Members of the Leesburg Town Council spelled out their position on the Western Transportation Corridor at a meeting with the Loudoun County Board of Supervisors on Thursday night: It must include a bridge across the Potomac River to Maryland.

The Republican majority on the Board of Supervisors passed a motion in January declaring their intent to put the controversial north-south highway back into county plans. Members have been consulting various entities before a final decision, scheduled for June 1, and two have since expressed reservations.

The primary alignment under consideration, known as the "power line route," would run near power lines in the vicinity of River Creek Parkway, east of Leesburg and west of Goose Creek.

The current Leesburg town plan supports the Western Transportation Corridor. But most town officials say they oppose any road that would end at Route 7 and dump traffic near Leesburg. They acknowledge, however, that Maryland state and Montgomery County officials oppose any bridge east of Point of Rocks, citing budgetary and environmental concerns.

Leesburg Mayor Kristen C. Umstattd said she would prefer that the road be built east of Goose Creek along Route 28, with its corridor of technology companies.

"You'd be aiming that traffic right where it wants to go," Umstattd said, adding that Maryland and Montgomery might be more likely to consider a bridge at that point. "Until they agree to a river crossing, we're just talking to ourselves," she said.

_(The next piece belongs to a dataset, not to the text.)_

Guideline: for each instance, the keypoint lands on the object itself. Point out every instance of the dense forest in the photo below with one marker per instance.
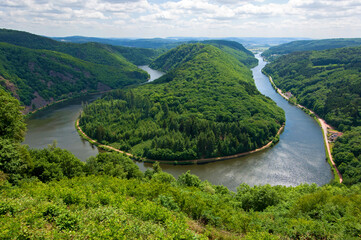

Supervisor Eugene R. Delgaudio (R-Sterling) disagreed with Umstattd's suggestion. "I object to making the Western Transportation Corridor the Eastern Transportation Corridor," he said.

"Building a 'techway' doesn't replace the need for a western corridor," said Leesburg Town Council Member Robert J. "Bob" Zoldos. "There are different travel patterns that require different solutions."

Supervisors who support putting the WTC back into county plans say they are merely acting prudently to avoid losing commitments from several developers to set aside land for the road.

"If you allow houses to be built on this right of way, then this option is gone," agreed Leesburg Town Council member David B. Schmidt.

Loudoun County staff members also answered questions posed by Leesburg officials at a previous meeting. The county analyzed, for example, whether the highway's proposed 4,000-foot corridor could be narrowed. Ann Eberhart Goode, a program manager in the county planning department, said the corridor needed to be at least 1,500 feet wide.

Advocates say such a highway could connect important job centers in Virginia and Maryland, help the Washington area's traffic flow and open large areas for home and commercial construction. Opponents say the road would not solve east-west congestion but would lure large numbers of new travelers by promoting inefficient sprawl development far from the region's urban centers.